Quando a baiana Lívia Mattos começou a tocar sanfona, aos 17 anos, o público a olhava de modo cauteloso, desconfiado, a assuntar se a bela morena de melenas negras manobrava de fato o acordeom de 120 baixos e 10 quilos ou se ali estava a rainha da mímica, a fingir com perfeito cinismo ser dela o talento de outro.
Lá pela quarta música, relaxada e vencida pelas evidências, a plateia começava a aproveitar o show. “Havia uma atmosfera de descrédito advinda do machismo recorrente manifestado por homens e mulheres”, afirma Lívia, que teve o picadeiro como primeiro palco.
Foi no Circo Picolino, em Salvador, “lugar agregador de todas as possibilidades”, que aos 16 anos entendeu seu papel na vida. E como se o equilíbrio sobre o monociclo e outros desafios circenses não lhe bastassem, associou a música às peripécias. “Sempre trabalhávamos com música ao vivo, uma relação de diálogo, com repertórios incríveis, dinâmica afinada entre movimentos e sons.”

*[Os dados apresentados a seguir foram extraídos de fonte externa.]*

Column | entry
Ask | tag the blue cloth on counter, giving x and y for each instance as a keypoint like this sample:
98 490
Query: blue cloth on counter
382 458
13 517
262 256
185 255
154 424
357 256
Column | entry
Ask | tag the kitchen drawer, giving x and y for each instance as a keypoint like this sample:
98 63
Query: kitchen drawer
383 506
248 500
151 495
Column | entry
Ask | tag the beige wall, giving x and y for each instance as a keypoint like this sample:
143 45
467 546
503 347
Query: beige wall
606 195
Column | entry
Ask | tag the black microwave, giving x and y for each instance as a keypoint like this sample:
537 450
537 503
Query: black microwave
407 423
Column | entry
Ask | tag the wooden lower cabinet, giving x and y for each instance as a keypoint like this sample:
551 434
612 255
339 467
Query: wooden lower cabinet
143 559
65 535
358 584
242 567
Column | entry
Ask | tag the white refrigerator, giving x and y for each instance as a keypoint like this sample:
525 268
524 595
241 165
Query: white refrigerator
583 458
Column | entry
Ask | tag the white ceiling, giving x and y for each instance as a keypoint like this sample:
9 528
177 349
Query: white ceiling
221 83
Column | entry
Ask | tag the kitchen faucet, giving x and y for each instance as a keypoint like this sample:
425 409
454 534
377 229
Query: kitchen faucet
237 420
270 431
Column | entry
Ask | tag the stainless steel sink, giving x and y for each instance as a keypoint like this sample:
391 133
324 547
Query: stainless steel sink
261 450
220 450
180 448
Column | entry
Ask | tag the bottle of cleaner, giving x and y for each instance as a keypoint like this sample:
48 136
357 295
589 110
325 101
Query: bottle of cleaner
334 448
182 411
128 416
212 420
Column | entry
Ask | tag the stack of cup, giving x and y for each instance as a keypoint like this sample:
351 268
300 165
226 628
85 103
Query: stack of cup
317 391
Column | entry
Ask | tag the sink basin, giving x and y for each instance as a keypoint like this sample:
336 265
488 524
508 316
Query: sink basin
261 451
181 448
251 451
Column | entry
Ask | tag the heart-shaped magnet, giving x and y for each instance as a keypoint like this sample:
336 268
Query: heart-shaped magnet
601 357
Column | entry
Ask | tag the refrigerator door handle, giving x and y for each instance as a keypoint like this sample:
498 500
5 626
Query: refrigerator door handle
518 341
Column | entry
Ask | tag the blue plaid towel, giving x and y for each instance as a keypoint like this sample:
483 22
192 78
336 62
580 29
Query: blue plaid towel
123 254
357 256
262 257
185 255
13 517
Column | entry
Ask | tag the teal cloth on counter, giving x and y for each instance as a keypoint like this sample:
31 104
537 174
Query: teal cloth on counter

E aí entra a sanfona da tia Beth, presente de 40 anos atrás da avó de Lívia à filha. “Eu queria um instrumento para usar em cena e o acordeom caía perfeitamente, pois tem a ver com o ambiente circense, tem potência sonora e beleza cênica, além de tocar o coração de qualquer um. E a música no circo é bem isso, ajuda a dilatar as emoções, da tensão ao suspiro de alívio, do lírico à comicidade da palhaçaria e das emboladas, dá a tônica e faz a marcação dos movimentos. Pedi a sanfona para minha tia e até hoje ela diz que foi o presente mais bem dado de sua vida.”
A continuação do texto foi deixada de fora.